The back cover is equally as beautiful and I snapped a photo (originally provided courtesy of the author) of it to share so we all can bask in its beauty:
As the story weaves on, we get to see the author's childhood and I felt such sadness for her at many times as she described growing up as this secret child. Her mom couldn't really be a parent to her and was so non-functional whenever Aldo was away, and then for Patricia to lose her nanny, Maureen, when she was old enough to not physically need a nanny anymore. Emotionally though, she certainly still needed the love and care that Maureen had provided for her. It was quite heartbreaking. Her father's visits were not long, a weekend at most, usually once a month or so, and that part also made me sad for her. From the moment he arrived home, Bruna occupied his attention with her 'venting' as it was referred to in the book and it seems that even though they both always looked forward to his visits, the author didn't get to see him nearly as much as she wanted or needed. When Aldo became ill and was on the verge of passing away, I was in tears. It was a combination of everything he had gone through in his later years, when he should have been enjoying life with his family, and the hard fact that everyone eventually has to say goodbye to the people they love, that hit me so hard. But the author handles these last stories of her father quite elegantly, and it is as beautiful in her writing as it is devastating for her loss.

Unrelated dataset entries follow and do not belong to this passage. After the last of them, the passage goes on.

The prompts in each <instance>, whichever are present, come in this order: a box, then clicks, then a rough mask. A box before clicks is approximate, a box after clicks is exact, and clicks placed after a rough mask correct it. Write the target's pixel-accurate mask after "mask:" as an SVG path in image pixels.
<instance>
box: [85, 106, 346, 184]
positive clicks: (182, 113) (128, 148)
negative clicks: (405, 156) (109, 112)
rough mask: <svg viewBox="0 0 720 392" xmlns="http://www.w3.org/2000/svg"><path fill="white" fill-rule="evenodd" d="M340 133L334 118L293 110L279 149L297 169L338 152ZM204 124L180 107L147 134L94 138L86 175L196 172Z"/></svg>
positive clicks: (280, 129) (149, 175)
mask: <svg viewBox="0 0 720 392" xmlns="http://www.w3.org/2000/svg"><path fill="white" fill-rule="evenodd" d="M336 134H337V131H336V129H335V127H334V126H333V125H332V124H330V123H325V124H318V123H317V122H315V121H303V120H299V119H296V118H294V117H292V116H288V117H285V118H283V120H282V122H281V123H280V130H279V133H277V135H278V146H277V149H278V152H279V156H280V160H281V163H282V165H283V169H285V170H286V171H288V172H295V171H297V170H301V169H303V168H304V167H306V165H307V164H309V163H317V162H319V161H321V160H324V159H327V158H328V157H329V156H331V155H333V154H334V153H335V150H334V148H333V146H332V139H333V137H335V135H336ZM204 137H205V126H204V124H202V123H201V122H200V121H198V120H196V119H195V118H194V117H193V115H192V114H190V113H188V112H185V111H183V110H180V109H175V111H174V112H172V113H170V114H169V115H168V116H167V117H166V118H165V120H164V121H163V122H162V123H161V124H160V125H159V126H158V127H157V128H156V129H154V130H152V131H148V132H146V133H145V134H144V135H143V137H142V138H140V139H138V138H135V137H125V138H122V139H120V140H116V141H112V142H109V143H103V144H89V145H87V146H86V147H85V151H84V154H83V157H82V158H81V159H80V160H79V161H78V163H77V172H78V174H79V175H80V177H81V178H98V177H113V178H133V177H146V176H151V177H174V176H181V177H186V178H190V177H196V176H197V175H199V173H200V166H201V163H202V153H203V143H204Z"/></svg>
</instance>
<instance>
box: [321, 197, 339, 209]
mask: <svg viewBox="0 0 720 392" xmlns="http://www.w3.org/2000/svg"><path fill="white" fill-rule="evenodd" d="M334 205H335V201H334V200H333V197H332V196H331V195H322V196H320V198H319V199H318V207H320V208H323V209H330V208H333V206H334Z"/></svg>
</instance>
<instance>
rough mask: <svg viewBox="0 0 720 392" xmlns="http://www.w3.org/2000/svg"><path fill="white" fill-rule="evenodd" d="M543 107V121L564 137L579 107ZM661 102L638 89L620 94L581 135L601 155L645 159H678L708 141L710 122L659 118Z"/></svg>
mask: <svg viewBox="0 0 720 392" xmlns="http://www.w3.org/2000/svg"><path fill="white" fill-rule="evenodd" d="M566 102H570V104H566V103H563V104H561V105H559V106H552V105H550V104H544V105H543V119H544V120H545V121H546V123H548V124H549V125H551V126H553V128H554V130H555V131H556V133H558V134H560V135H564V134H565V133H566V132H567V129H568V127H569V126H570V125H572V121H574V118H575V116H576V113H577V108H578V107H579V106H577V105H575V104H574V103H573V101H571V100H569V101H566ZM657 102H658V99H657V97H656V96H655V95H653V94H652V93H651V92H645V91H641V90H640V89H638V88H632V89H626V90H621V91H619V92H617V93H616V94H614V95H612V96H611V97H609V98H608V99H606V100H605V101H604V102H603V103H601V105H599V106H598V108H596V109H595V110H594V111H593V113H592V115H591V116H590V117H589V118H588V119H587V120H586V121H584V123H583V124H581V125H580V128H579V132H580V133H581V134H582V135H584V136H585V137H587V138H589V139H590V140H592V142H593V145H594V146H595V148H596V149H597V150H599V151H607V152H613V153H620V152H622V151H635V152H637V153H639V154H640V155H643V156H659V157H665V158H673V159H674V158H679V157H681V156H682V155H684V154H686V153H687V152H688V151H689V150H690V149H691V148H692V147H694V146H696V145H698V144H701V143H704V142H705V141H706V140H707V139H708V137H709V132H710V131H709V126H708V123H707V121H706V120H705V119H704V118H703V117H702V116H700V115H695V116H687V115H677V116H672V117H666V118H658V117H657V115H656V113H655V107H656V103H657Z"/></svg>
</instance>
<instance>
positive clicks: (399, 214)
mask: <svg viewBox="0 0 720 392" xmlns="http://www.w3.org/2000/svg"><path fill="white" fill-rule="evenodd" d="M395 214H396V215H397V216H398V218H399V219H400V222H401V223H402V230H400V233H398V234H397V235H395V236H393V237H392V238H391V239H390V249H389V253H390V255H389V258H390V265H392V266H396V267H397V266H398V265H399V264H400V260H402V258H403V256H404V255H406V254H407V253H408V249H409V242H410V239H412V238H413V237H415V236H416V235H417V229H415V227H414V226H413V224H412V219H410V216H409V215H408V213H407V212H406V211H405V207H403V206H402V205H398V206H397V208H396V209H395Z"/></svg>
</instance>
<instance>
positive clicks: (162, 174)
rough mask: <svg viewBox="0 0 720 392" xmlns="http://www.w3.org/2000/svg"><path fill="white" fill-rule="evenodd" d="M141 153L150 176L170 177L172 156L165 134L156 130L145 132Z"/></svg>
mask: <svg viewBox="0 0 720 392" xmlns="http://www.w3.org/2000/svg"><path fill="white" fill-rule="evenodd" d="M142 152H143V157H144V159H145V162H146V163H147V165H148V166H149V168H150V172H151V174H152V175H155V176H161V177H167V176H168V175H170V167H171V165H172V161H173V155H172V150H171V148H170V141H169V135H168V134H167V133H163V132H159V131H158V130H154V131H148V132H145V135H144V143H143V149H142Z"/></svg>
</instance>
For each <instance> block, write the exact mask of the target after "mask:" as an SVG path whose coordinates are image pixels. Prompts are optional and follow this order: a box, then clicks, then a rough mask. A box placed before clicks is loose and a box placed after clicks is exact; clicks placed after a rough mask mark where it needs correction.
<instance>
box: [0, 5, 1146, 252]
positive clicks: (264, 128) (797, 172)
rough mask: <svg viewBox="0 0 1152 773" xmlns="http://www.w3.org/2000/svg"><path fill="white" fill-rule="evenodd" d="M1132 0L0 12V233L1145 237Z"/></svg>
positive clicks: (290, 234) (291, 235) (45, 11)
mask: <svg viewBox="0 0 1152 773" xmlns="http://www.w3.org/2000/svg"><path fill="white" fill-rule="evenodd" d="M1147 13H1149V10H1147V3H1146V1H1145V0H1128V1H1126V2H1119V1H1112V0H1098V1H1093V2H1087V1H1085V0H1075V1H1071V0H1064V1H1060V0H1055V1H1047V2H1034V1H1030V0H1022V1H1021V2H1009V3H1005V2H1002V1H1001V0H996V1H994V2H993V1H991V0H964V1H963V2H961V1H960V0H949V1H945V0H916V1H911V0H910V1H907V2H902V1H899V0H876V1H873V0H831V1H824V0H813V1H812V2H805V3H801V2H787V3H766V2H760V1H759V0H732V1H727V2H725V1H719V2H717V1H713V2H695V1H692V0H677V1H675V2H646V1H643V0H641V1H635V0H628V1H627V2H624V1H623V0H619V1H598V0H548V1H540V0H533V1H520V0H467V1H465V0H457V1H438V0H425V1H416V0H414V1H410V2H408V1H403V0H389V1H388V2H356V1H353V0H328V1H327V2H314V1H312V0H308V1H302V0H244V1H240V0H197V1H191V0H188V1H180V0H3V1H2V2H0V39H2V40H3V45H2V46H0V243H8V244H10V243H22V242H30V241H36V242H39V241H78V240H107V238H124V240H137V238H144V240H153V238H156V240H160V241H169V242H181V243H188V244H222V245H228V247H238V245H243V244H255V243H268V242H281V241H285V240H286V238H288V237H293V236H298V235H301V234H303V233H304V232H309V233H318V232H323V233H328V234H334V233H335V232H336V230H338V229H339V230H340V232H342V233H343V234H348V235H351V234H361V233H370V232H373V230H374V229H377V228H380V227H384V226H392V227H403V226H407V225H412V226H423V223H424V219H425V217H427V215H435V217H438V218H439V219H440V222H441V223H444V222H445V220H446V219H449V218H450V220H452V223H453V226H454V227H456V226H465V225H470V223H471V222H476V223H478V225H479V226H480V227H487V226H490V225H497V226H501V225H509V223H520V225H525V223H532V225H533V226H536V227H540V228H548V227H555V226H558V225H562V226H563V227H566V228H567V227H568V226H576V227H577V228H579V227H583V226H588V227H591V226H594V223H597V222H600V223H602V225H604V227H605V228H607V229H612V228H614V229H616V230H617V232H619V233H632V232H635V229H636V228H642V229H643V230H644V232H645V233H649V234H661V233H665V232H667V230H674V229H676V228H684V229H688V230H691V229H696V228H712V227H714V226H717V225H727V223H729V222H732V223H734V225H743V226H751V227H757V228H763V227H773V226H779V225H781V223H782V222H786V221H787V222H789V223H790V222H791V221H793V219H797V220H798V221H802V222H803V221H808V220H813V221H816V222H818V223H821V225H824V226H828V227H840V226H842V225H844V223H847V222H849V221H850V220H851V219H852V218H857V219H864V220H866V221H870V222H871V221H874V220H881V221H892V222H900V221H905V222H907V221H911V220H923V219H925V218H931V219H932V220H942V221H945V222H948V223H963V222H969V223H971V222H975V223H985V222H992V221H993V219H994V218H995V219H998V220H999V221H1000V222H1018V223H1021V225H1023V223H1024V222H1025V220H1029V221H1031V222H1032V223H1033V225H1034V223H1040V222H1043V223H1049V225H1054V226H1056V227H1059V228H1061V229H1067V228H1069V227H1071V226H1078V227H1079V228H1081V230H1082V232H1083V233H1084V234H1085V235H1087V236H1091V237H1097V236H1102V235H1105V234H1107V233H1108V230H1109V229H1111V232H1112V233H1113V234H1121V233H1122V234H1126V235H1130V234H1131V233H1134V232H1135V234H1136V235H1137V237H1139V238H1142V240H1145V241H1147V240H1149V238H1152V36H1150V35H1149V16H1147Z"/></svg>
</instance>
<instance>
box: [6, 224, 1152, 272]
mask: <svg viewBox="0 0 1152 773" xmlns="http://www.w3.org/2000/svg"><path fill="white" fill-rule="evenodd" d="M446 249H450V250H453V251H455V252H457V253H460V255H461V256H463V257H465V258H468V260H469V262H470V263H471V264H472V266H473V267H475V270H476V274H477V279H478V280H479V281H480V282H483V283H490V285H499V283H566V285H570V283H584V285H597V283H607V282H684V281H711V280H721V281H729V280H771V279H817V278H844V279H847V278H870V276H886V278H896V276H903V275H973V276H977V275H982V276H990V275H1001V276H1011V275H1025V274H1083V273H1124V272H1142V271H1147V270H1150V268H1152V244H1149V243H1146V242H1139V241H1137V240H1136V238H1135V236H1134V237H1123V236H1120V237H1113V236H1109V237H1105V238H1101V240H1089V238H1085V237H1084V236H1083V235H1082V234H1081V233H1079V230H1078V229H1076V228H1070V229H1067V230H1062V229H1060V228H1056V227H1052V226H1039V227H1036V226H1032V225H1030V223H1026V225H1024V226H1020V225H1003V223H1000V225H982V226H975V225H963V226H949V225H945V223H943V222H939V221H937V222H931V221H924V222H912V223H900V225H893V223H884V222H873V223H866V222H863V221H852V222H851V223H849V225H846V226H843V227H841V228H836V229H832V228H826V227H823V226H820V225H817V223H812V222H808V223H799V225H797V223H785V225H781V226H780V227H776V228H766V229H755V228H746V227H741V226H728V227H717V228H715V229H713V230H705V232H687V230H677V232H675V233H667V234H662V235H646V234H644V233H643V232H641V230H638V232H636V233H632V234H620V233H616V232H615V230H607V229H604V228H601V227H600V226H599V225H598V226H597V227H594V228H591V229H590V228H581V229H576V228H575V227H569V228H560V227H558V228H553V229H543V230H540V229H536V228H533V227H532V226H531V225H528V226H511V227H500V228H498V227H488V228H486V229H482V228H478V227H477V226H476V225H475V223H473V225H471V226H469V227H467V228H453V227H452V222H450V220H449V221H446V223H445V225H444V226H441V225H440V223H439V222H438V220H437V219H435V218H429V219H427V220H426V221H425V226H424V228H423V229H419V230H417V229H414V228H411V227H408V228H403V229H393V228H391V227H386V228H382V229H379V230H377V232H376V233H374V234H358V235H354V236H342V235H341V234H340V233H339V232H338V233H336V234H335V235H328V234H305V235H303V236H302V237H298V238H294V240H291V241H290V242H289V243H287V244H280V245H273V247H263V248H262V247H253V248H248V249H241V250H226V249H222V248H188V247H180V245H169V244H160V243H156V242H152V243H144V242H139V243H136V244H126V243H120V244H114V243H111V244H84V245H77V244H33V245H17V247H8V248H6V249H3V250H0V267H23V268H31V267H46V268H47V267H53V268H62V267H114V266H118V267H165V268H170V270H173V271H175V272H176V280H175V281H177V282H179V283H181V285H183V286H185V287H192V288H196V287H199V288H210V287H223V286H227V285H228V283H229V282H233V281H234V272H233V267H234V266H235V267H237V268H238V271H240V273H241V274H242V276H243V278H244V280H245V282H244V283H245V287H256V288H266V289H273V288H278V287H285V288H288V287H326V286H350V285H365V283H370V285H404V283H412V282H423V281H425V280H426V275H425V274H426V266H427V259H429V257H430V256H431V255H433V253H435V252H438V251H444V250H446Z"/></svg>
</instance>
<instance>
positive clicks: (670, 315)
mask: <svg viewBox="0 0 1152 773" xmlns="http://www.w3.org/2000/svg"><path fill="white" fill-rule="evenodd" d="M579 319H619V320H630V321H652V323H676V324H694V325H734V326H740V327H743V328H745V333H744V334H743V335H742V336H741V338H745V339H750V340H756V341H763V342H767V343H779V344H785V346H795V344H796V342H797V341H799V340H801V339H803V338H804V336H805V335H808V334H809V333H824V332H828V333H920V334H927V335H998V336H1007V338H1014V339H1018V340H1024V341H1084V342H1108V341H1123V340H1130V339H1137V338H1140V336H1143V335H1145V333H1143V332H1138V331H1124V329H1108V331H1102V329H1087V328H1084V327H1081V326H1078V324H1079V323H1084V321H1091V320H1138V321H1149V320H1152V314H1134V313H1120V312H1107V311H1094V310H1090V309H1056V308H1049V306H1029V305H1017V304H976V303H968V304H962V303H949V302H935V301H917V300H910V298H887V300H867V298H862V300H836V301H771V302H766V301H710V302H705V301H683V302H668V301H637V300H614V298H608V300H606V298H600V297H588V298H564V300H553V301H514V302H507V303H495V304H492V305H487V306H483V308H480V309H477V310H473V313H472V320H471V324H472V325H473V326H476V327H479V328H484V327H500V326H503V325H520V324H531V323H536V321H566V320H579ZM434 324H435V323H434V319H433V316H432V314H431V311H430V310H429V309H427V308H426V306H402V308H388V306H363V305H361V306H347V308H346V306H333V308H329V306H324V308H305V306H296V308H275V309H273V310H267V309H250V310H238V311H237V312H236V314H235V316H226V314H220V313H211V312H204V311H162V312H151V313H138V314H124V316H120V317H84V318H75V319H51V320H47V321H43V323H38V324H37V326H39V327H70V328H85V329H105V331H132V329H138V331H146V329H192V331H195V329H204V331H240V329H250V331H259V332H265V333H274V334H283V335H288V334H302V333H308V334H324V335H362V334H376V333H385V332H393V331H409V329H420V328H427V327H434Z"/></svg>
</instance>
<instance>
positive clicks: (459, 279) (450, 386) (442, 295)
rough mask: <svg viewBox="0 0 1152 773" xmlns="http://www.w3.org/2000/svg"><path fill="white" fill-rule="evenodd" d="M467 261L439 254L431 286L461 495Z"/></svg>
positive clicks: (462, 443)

The one thing I could not relate to at all, was the absolute deviousness of both Aldo's sons from his first marriage, and his nephew to boot. I just can't imagine ever doing something so cold and heartless to anyone in general, much less a family member who had provided me with a life beyond anything a regular person would ever experience. His sons were horrible, and his nephew needed a good slap upside the head and a kick in the ass, just for good measure.
Overall, I enjoyed the book - but as I mentioned above, it is not without drama or sadness at times. I am sometimes cautious at first when family members pen memoirs of their own loved-ones, because often the story is told through rose-colored glasses with an obvious slant. Not so with this work, as the author seamlessly combines the two parallel stories - her family and the family business. I think Patricia Gucci has written a wonderful memoir that her father would be quite proud of her for.